It is true that the Methodist Center contains what purports to be the dessicated thumb of famous Methodist evangelist George Whitefield. Nobody knows how it got there, though various 'relics' of Whitefield were apparently pilfered from his tomb. The thumb lives in a glass display case.

The thumb has also been featured in Christian History and Biography (Winter 2004) and The Chronicle of Higher Education (October 28, 2005).

That's the only actual body part, although the Methodist Library does have Wesley's death mask (making death masks was actually a fairly common 18th-century way of memorializing the dead). Also, the archives of the Greater New Jersey Annual Conference, which are in the Methodist Library building, have the shoes of a woman who was struck by lightning and survived.

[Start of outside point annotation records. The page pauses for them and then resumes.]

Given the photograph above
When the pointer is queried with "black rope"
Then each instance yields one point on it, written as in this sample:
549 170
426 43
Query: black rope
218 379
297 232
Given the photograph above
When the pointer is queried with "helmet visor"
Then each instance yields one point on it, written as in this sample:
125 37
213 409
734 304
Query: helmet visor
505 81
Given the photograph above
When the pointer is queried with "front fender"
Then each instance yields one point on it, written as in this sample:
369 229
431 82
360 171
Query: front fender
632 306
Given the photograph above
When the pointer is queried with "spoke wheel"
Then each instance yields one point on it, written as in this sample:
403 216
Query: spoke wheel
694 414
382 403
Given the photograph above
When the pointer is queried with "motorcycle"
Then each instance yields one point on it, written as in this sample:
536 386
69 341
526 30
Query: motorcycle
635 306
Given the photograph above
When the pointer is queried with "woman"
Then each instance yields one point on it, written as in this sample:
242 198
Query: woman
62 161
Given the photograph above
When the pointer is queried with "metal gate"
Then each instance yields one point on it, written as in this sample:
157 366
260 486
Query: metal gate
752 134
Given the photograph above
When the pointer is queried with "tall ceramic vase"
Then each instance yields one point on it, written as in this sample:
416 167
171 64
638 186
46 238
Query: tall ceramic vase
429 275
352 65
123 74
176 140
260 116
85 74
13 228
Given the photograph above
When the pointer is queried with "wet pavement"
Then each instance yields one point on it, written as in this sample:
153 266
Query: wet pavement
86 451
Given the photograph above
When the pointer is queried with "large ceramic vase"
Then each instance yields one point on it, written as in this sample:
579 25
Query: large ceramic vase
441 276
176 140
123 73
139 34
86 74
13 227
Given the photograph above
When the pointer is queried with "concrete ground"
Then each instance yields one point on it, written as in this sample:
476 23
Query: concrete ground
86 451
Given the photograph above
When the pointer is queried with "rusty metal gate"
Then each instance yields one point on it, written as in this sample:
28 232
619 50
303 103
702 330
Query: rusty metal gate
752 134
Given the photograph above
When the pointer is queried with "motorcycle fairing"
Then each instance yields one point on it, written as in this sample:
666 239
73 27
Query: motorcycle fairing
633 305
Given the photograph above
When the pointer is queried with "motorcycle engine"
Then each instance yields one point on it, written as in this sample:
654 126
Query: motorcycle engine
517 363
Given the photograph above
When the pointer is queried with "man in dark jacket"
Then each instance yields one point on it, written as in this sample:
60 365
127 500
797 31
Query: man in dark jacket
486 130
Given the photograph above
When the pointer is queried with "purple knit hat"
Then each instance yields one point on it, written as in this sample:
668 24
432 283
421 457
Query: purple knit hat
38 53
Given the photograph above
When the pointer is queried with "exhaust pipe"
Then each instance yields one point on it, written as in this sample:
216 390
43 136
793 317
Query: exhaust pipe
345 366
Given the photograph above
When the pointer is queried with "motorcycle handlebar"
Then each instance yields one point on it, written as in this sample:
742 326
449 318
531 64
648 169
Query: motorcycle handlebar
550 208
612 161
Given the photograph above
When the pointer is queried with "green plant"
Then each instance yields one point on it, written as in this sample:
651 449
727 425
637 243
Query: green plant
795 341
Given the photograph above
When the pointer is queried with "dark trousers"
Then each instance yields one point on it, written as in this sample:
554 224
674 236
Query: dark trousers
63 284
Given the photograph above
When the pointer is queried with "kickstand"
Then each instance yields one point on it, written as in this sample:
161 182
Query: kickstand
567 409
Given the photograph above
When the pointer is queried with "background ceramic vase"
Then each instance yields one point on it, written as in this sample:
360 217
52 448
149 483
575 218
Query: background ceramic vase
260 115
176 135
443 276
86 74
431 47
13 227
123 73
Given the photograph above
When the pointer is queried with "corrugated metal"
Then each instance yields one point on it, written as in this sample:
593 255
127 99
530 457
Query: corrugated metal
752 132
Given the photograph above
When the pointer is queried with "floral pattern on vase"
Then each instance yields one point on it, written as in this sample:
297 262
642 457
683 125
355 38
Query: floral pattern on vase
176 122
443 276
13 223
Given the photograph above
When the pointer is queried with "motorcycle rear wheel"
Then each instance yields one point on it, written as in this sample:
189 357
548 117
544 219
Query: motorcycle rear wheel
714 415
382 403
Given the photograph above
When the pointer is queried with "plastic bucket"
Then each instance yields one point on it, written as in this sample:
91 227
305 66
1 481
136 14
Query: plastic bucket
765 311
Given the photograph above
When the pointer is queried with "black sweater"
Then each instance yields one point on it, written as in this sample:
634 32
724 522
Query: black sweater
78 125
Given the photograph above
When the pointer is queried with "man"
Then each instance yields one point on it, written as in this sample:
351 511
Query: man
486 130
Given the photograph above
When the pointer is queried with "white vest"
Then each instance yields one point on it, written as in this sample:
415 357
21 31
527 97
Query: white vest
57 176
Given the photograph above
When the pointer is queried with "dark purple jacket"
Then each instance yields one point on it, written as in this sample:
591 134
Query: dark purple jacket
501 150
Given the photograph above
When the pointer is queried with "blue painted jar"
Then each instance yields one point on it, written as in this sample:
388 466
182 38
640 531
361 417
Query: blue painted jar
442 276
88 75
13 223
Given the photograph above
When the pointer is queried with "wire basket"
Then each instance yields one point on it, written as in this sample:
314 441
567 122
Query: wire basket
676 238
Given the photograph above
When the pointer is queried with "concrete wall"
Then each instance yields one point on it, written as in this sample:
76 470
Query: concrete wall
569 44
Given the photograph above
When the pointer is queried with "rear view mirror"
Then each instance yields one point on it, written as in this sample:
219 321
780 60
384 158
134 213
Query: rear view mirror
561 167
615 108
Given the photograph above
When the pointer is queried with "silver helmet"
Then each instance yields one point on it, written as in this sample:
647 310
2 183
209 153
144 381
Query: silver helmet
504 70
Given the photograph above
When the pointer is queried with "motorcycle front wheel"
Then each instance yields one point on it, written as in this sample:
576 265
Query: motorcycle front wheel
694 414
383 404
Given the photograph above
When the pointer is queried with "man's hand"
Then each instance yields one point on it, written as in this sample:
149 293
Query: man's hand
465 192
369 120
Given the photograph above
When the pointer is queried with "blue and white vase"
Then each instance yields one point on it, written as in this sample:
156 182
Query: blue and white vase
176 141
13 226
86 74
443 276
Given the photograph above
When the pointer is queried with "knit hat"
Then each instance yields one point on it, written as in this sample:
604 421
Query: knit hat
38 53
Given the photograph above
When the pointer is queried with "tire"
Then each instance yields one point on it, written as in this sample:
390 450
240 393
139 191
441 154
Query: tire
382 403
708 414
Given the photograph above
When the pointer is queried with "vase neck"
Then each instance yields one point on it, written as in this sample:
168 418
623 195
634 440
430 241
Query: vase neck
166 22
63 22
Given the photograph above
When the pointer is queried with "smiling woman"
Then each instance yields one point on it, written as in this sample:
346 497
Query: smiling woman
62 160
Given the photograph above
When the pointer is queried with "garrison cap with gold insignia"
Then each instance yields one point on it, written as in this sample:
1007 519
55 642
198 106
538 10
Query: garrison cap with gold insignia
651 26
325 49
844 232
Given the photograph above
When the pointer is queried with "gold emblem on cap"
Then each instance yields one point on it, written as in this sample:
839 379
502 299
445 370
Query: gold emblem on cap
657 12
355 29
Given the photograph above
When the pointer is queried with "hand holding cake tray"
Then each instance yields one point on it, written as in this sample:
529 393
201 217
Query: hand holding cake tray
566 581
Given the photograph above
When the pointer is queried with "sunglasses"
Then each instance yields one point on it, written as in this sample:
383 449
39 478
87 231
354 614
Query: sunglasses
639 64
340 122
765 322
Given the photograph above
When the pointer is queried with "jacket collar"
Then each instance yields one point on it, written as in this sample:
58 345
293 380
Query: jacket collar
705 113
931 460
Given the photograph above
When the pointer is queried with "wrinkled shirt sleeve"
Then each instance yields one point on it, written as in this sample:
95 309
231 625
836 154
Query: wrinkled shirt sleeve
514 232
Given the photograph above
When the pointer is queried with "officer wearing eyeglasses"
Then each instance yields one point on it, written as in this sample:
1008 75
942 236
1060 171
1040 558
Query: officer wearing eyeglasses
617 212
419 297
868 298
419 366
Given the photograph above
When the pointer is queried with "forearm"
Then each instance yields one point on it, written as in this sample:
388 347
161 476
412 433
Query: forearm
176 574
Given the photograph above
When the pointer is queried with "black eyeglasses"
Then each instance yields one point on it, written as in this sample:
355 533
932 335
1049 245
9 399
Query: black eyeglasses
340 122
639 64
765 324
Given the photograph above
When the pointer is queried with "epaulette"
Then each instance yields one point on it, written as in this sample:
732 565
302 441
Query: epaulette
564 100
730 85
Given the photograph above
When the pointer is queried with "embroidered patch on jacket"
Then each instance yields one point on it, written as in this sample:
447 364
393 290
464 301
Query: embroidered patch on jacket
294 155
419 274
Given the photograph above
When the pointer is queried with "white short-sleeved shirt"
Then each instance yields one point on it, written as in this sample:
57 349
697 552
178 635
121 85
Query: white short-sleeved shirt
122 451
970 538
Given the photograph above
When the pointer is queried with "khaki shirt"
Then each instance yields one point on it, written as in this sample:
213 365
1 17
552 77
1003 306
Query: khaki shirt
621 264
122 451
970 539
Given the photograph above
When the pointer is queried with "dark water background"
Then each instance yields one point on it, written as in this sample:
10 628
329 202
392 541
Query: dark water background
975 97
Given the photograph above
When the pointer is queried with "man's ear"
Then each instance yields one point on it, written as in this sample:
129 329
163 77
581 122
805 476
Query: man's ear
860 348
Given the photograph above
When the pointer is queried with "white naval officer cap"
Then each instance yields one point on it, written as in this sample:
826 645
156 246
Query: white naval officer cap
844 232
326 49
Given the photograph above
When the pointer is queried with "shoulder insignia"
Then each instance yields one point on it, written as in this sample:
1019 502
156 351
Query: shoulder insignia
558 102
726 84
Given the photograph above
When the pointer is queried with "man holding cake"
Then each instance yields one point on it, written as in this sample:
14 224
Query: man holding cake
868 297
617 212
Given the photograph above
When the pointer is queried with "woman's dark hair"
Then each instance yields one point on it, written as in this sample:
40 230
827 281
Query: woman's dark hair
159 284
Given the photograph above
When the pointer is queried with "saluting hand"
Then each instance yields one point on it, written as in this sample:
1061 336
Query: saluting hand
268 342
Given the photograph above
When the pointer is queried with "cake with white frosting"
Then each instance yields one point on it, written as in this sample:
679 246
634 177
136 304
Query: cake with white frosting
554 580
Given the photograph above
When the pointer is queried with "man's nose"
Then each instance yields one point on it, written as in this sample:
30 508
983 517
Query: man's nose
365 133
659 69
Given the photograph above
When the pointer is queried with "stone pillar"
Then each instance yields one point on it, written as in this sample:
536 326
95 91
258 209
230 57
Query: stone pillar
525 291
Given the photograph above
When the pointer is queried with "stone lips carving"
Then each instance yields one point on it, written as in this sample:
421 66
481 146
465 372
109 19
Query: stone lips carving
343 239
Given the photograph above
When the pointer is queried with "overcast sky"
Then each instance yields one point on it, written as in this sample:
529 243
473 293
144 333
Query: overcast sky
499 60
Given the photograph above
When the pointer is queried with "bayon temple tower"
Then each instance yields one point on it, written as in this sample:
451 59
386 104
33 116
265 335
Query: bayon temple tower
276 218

– Adapted from a blog post by Jennifer Woodruff Tait, former Methodist Librarian

Resources

"Bring me the thumb of George Whitfield," Christian History & Biography, Issue 81 (Winter 2004), page 9.

Scott Carlson. "What's the Most Unusual Item in Your Special Collections?" Chronicle of Higher Education, Vol. 52 Issue 10 (10/28/2005), page A6.

Thomas A. Tweed, "John Wesley Slept Here: American Shrines and American Methodists," Numen, Vol. 47, No. 1 (2000), pp. 41-68.